Ademais, basta uma simples leitura do pedido de investigação apresentado pelo acusado ao Ministério Público Eleitoral (fls. 223/224), para observar que não há qualquer referência ao alegado panfleto apócrifo da fl. 21, pois o pedido de investigação reportou-se exclusivamente às mensagens veiculadas via internet e à matéria publicada pelo Jornal Semanário, pelas quais foi levado ao conhecimento geral a decisão do TRE que impediu a publicação de pesquisa favorável ao acusado.
Assim, pois, para o deslinde da presente ação penal não tem qualquer relevância o arquivamento da investigação requerida pelo acusado, que além de não se reportar ao desconhecido panfleto apócrifo, não serve como escudo para as condutas do acusado, que, fosse o caso, transbordaram a simples resposta e esclarecimento dos eleitores, veiculando fato que não correspondia com a verdade, ao afirmar sua absolvição pelo TRE, quando os fatos ainda estavam sob investigação no Ministério Público Eleitoral.
Assim sendo, restado comprovadas a autoria e a materialidade do delito denunciado, e não existindo excludentes da tipicidade, ilicitude ou culpabilidade, a condenação é medida que se impõe.
Desta forma, tenho efetivamente que a ocorrência do fato típico e a autoria delitiva estão devidamente comprovadas pelo conjunto probatório trazido aos autos.
O dolo específico exigido pelo art. 350 do Código Eleitoral é manifesto pelo próprio recorrente em suas declarações, quando afirma que agiu com o propósito de repudiar críticas dirigidas a sua pessoa, às vésperas do pleito.
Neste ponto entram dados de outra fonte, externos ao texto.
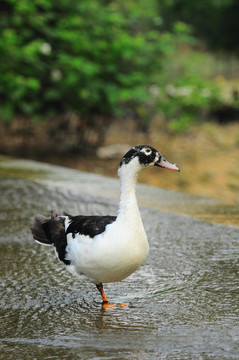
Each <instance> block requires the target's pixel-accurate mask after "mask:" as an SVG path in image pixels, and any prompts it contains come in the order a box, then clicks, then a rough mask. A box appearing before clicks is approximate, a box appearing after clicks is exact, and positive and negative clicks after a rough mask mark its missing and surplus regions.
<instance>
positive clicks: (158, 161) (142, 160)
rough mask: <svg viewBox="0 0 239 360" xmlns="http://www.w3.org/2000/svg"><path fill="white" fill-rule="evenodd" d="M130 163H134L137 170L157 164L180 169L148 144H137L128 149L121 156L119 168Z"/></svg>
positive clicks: (130, 163) (157, 164)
Configurado, portanto, o elemento subjetivo do tipo a que se refere a doutrina de Suzana de Camargo Gomes (Crimes Eleitorais, 4ª ed., Revista dos Tribunais, p. 280):
O elemento subjetivo do tipo é o dolo específico, expresso na vontade livremente dirigida à ação ou omissão prevista no art. 350 do Código Eleitoral, com o fim especial de afetar o processo eleitoral, em qualquer um de seus atos ou fases, seja no que concerne ao alistamento de eleitores ou registro de candidatos e filiados a partidos políticos, seja no que diz respeito à propaganda eleitoral, votação, apuração e diplomação dos eleitos.
Destarte, deve ser mantida a bem lançada sentença, que condenou o réu pela prática do crime previsto no art. 350 do Código Eleitoral.
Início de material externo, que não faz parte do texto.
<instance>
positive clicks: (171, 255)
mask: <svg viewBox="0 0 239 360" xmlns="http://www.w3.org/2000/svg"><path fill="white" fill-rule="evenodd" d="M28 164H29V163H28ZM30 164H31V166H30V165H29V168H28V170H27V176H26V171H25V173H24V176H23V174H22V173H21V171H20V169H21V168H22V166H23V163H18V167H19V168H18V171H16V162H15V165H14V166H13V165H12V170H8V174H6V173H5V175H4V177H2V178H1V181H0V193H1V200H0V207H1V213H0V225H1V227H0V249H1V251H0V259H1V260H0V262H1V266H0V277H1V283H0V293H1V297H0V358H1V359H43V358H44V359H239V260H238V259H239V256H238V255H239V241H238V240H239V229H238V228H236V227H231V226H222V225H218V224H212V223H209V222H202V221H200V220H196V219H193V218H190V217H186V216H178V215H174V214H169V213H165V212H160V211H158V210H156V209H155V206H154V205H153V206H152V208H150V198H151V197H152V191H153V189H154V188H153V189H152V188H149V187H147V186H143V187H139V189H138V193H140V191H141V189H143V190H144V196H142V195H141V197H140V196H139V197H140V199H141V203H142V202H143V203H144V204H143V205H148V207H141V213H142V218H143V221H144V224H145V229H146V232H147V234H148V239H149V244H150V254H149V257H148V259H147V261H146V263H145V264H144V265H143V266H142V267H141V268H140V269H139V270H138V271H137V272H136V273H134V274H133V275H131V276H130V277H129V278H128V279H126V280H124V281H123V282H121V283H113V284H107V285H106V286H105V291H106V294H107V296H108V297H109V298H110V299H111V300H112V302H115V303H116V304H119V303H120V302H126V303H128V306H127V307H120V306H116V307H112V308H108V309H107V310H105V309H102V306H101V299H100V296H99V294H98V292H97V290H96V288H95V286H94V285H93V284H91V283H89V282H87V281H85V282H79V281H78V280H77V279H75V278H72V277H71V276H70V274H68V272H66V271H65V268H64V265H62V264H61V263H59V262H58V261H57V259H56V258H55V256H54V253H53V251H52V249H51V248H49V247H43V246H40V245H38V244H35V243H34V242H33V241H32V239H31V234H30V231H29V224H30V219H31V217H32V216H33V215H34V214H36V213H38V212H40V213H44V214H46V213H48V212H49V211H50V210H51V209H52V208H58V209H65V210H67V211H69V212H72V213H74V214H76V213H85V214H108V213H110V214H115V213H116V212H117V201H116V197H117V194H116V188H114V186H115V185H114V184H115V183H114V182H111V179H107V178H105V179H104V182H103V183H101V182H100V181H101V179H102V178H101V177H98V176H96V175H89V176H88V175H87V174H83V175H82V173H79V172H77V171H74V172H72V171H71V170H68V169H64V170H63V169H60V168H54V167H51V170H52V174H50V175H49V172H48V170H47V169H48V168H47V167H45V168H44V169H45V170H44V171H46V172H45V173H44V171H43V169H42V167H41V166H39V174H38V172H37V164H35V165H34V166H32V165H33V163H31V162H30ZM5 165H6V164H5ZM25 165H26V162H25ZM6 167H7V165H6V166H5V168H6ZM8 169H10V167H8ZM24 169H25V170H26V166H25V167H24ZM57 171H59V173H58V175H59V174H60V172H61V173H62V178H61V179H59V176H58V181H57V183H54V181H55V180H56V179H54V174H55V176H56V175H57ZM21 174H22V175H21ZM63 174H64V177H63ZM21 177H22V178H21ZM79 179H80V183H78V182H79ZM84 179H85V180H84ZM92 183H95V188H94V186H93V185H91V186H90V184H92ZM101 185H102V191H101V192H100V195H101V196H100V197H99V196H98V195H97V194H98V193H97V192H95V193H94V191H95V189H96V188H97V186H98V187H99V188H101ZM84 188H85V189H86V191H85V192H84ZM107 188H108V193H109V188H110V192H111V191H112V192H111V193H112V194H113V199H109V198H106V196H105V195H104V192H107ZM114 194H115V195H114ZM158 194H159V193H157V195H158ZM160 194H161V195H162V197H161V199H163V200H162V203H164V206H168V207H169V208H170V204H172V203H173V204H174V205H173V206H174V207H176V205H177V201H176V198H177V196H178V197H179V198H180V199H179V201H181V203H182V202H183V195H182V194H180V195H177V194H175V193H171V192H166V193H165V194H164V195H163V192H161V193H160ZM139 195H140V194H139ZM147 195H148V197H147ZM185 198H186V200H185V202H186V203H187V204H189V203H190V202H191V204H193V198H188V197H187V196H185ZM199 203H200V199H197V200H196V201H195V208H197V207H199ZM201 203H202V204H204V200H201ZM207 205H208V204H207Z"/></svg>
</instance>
Ante o exposto, rejeitadas as preliminares, VOTO pelo desprovimento do recurso.
Recurso criminal. Incidência do art. 350 do Código Eleitoral.
Procedência da ação penal no juízo originário. Condenação a pena privativa de liberdade de 1 ano de reclusão, substituída por restritiva de direitos, consistente na prestação de serviços gratuitos à comunidade e sanção pecuniária de 3 dias-multa, à razão de 1 salário mínimo vigente à data do fato.
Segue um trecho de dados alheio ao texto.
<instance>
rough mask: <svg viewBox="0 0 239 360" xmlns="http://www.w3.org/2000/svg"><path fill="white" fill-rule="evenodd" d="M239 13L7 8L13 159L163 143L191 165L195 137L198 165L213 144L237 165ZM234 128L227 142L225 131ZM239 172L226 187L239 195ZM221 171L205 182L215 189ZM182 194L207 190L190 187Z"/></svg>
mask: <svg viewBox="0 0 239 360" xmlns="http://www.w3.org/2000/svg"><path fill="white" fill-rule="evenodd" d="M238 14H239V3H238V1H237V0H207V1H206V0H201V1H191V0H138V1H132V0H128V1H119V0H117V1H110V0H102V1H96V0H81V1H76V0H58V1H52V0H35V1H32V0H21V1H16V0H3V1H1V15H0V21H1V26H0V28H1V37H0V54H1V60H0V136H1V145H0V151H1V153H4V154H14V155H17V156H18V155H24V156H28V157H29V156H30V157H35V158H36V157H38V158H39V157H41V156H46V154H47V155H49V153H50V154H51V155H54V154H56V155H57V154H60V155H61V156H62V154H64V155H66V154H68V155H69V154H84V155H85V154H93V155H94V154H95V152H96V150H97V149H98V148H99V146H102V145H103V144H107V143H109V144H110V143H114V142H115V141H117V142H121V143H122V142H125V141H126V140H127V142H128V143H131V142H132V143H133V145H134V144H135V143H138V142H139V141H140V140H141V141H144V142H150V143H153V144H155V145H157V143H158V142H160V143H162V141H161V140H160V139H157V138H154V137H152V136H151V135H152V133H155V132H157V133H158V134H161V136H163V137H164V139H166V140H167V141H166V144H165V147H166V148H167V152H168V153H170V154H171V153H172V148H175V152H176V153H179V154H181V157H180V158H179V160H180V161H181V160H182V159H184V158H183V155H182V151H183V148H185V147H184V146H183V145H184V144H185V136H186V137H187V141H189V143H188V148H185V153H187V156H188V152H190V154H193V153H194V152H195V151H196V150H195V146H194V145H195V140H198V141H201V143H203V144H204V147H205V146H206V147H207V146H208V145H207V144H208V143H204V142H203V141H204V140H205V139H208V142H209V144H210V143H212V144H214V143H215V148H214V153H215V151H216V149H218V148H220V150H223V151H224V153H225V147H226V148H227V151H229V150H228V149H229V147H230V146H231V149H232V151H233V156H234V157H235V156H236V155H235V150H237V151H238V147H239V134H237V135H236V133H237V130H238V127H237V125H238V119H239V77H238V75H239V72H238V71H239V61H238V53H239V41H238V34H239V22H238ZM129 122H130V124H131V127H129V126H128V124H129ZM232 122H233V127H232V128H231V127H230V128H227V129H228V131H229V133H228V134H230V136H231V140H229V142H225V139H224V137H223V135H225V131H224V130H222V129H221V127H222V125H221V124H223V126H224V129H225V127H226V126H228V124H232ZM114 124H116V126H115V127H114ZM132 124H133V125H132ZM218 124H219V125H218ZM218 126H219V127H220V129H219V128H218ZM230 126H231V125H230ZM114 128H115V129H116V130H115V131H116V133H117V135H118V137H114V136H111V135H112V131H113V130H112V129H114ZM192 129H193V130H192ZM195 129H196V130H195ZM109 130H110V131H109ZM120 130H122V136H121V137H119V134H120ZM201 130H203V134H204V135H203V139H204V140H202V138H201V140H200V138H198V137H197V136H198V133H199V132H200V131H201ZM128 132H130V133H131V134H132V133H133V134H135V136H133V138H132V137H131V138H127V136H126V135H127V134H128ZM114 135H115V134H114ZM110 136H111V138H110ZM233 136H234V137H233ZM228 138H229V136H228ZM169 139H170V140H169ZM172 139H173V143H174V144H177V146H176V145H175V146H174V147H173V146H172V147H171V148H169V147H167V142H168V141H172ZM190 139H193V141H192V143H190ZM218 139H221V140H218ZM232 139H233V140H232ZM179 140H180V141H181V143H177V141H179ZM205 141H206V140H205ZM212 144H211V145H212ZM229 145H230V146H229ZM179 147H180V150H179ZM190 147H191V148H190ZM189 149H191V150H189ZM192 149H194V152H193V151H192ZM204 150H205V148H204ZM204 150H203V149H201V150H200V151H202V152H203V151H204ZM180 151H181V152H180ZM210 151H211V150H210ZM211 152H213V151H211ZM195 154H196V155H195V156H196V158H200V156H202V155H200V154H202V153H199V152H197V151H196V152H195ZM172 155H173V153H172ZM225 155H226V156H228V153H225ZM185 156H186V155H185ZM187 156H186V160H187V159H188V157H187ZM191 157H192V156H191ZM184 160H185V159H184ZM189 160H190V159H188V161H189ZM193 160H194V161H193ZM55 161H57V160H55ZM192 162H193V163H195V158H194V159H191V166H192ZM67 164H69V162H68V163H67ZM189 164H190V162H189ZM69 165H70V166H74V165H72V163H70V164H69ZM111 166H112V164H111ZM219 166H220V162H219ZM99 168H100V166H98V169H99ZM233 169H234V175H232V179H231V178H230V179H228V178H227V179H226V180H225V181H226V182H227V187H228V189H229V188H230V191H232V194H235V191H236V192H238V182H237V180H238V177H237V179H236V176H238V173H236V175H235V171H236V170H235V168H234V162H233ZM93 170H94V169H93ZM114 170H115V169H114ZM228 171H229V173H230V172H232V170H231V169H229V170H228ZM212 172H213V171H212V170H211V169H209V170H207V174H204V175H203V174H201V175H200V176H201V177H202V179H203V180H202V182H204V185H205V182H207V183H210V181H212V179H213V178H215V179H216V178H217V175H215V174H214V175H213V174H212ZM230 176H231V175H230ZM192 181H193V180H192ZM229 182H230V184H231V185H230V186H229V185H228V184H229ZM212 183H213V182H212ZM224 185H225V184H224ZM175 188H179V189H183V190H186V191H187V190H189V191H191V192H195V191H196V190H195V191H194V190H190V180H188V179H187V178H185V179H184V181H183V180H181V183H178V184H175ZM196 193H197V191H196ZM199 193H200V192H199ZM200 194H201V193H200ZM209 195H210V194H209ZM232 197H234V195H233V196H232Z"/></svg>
Prefaciais afastadas. O reconhecimento expresso do princípio da identidade física do juiz não importa que, necessariamente, o mesmo magistrado que coletou a prova deverá – e só ele – proferir a sentença. O recorrente é reú por outra infração penal, logo, não faz jus ao benefício da suspensão condicional do processo. Não operada a preclusão do direito de oferecimento da denúncia.
Reconhecido o uso, para fins eleitorais, de documento particular ideologicamente falso, consubstanciado no panfleto denominado 'A verdade', no qual consta informação falsa de que o recorrente teria sido absolvido pelo TRE da acusação de uso da máquina pública durante a campanha eleitoral, ao enviar centenas de "e-mails", sem qualquer responsabilidade pelo ato, quando, em verdade, o procedimento investigatório dos fatos a ele atribuídos estava em investigação junto ao Ministério Público Eleitoral.
Materialidade delitiva e autoria sobejamente comprovadas. Corolário é a confirmação da sentença condenatória.
Provimento negado.
Por unanimidade, rejeitadas as preliminares, negaram provimento ao recurso.